Потом до крови прикусил язык; хрипел и задыхался, как в петле, катаясь по «райским кущам», полосуя на себе рубаху и вырывая вздыбленные волосы… С жутким хрустом на хребет наседали судороги, корчили тело в суставах, ломали; в чугунные комки сбивали мышцы и норовили разорвать на части… И сам он сердце вырвать норовил: ногти под кожу лезли на груди, доставали до кровоточащего мяса…
И поднялся он уже не человеком.
Матёрый страшный зверь пошёл на приступ…
Последний раз такое умопомрачение с ним случилось на войне под Курском, когда штрафные батальоны залегли, не в силах дальше на своих плечах тащить атаку и затыкать пулеметные гнезда сердцами. Молодой комбат, холёный, самодовольный и вечно пахнущий свежими сдобными щами, крутился по окопу, бил хромочами штрафников, поднимал в атаку, пьянея от крови и безграничной власти.

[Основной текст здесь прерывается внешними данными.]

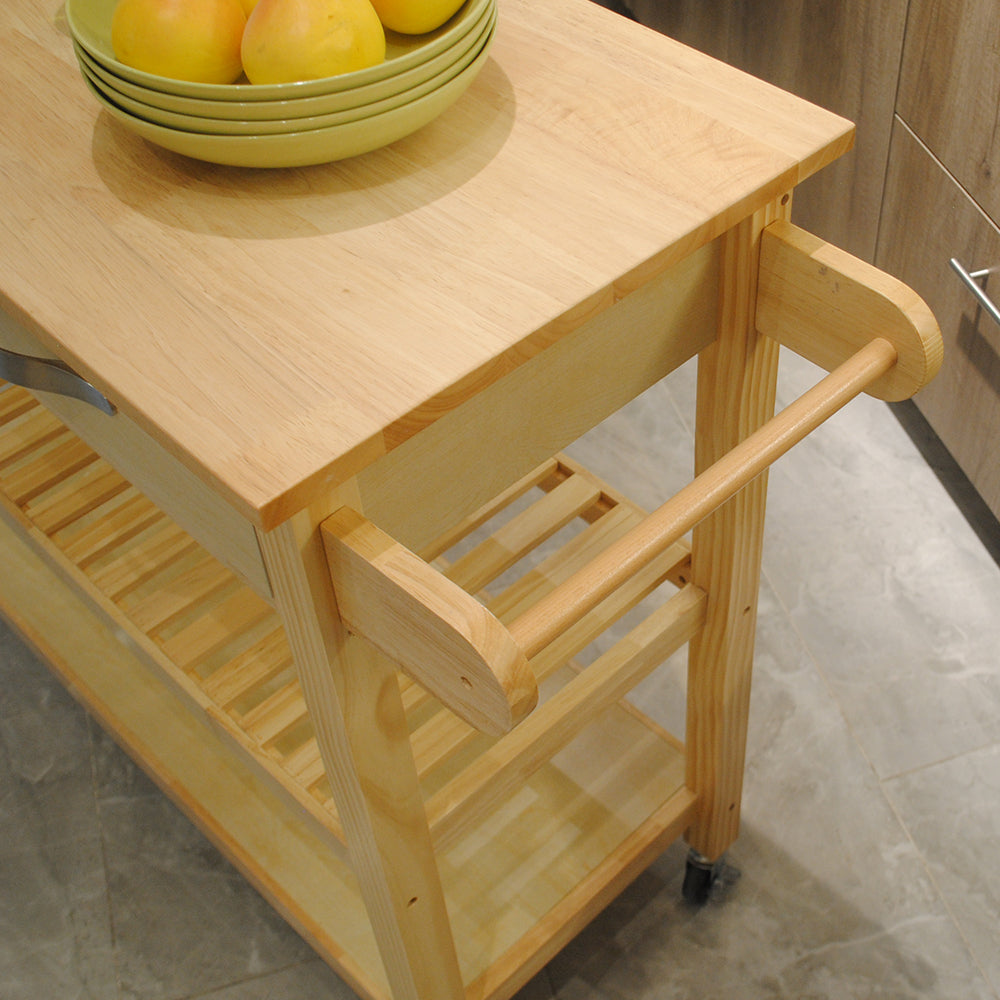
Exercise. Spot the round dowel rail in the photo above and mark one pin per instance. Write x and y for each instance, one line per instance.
(583, 591)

А штрафники – ни в какую не хотели подниматься на верную смерть. Штрафники хотели дождаться, когда артиллерия – бог войны – швырнёт десятка два снарядов на поле, усмирит маленько вражеские танки, тогда и в атаку идти веселее. Но комбат пошёл на принцип – кто, дескать, в доме хозяин. Комбат, раздёрнув кобуру, с каким-то сатанинским удовольствием из новехонького ТТ взламывал «поганым зэкам» черепа и орал между выстрелами: «Что, скоты?! Своя пуля слаще?! Вперед! За Родину!..» И подскочил к Матёрину, грозя воронёным железом, хотя его, комбата, предупреждали, что этот парень «с тараканом в котелке» и лучше с ним не связываться. Матёрин мигом выбил пистолет. Сграбастал комбата, взял на руки – словно беспомощного дитя – вышел из окопа и направился навстречу «Фердинанду». И выбросил комбата – прямо под гусеницы. И ничего он этого не помнил.
* * *И точно также случилось в то осеннее утро.
– Остальное не помню, – равнодушно отвечал Стахей в суде, как отвечал когда-то перед трибуналом. – Память начисто отшибло.
Ему не верили.
– Неужели совсем ничего не припомните? Как жгли, например. Убивали.
– Не помню.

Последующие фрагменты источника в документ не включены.